Better spatio-temporal representations in geographic knowledge discovery: Current geographic knowledge discovery (GKD) methods generally use very simple representations of geographic objects and spatial relationships.
Geographic data mining methods should recognize more complex geographic objects (i.e., lines and polygons) and relationships (i.e., non-Euclidean distances, direction, connectivity, and interaction through attributed geographic space such as terrain). Furthermore, the time dimension needs to be more fully integrated into these geographic representations and relationships.
Geographic knowledge discovery using diverse data types: GKD methods should be developed that can handle diverse data types beyond the traditional raster and vector models, including imagery and geo-referenced multimedia, as well as dynamic data types (video streams, animation).
Sensor data mining:
Wireless sensor networks can be used for facilitating the collection of data for spatial data mining for a variety of applications such as air pollution monitoring. A characteristic of such networks is that nearby sensor nodes monitoring an environmental feature typically registers similar values.

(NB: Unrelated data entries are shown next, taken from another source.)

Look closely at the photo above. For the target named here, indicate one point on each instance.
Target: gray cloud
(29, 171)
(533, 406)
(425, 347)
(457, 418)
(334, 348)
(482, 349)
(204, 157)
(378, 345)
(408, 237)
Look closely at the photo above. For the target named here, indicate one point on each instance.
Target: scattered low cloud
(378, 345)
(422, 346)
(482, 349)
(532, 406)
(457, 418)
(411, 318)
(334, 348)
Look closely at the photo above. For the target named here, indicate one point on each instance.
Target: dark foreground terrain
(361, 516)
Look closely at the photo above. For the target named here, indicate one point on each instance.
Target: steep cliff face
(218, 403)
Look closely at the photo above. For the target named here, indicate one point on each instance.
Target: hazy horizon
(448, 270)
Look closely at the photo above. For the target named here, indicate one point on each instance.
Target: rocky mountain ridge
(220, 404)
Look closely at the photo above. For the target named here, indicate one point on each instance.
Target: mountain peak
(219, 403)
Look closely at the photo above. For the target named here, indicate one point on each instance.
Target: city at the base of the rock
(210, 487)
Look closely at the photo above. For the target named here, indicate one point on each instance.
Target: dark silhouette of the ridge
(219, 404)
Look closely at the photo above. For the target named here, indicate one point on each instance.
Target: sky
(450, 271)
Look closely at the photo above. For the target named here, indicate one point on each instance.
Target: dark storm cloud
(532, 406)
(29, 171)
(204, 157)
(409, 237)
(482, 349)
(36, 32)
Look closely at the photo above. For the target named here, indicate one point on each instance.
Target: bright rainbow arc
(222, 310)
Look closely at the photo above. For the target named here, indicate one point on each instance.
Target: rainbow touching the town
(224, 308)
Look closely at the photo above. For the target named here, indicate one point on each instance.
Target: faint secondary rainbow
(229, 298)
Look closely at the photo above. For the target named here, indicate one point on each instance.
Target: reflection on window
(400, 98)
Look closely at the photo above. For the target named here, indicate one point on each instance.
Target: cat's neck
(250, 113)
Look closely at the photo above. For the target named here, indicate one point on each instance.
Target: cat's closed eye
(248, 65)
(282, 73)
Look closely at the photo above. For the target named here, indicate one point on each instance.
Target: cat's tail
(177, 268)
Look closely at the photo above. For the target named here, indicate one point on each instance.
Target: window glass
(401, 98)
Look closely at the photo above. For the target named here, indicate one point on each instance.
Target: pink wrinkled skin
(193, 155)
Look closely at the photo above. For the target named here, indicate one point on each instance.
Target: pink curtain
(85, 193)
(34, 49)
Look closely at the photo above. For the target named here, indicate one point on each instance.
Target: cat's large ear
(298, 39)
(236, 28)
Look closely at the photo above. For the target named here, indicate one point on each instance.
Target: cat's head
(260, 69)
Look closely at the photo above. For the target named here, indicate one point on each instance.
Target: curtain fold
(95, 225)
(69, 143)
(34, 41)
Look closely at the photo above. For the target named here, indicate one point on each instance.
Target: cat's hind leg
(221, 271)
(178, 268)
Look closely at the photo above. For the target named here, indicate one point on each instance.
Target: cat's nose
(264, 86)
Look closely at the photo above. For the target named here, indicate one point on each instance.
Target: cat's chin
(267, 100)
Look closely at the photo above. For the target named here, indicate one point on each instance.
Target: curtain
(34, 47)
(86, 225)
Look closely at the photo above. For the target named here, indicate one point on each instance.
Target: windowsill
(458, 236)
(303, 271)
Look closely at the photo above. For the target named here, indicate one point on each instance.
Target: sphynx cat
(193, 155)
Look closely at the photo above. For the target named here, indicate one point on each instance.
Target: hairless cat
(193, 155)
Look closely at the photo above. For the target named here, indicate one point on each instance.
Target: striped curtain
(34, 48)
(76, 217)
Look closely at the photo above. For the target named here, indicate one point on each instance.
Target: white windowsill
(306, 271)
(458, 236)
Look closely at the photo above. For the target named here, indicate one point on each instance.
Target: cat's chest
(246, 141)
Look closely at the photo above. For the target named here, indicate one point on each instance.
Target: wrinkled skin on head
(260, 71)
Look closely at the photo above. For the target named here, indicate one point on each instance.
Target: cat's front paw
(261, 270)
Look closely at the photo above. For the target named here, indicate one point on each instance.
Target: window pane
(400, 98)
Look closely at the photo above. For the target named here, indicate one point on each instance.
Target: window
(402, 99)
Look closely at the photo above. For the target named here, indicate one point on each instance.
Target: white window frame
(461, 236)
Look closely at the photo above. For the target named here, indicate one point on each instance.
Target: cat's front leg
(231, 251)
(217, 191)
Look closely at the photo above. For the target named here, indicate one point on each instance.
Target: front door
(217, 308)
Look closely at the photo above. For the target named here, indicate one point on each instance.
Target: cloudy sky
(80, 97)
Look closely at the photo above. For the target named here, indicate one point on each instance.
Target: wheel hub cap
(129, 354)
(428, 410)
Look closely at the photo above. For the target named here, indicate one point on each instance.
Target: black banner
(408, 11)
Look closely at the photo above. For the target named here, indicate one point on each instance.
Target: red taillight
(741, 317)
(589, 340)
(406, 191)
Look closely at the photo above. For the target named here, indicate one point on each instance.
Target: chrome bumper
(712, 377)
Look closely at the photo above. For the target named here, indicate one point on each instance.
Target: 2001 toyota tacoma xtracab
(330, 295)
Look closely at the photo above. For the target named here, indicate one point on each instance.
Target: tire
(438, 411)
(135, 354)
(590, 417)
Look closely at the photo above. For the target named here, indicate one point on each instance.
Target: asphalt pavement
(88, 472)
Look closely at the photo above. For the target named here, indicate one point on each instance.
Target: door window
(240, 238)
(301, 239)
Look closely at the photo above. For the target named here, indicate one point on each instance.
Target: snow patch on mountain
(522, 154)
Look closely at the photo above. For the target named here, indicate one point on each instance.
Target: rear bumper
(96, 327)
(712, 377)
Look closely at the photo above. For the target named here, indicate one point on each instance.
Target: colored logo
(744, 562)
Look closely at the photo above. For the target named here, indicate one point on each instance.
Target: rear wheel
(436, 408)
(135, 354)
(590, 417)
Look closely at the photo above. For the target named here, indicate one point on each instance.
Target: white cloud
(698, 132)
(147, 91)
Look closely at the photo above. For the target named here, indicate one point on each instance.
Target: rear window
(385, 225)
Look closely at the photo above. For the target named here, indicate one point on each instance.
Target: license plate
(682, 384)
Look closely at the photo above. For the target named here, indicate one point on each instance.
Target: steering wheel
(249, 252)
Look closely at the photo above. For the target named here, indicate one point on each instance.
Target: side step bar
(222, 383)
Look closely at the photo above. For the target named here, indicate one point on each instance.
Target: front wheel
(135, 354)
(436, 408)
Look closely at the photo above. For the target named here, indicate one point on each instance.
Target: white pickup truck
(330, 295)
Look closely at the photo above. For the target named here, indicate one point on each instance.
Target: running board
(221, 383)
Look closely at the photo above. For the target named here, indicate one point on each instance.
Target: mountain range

This kind of data redundancy due to the spatial correlation between sensor observations inspires the techniques for in-network data aggregation and mining. By measuring the spatial correlation between data sampled by different sensors, a wide class of specialized algorithms can be developed to develop more efficient spatial data mining algorithms.
Visual data mining:
In the process of turning from analogical into digital, large data sets have been generated, collected, and stored discovering statistical patterns, trends and information which is hidden in data, in order to build predictive patterns. Studies suggest visual data mining is faster and much more intuitive than is traditional data mining.
Music data mining:
Data mining techniques, and in particular co-occurrence analysis, has been used to discover relevant similarities among music corpora (radio lists, CD databases) for the purpose of classifying music into genres in a more objective manner.
These are the several Notable uses of Data mining.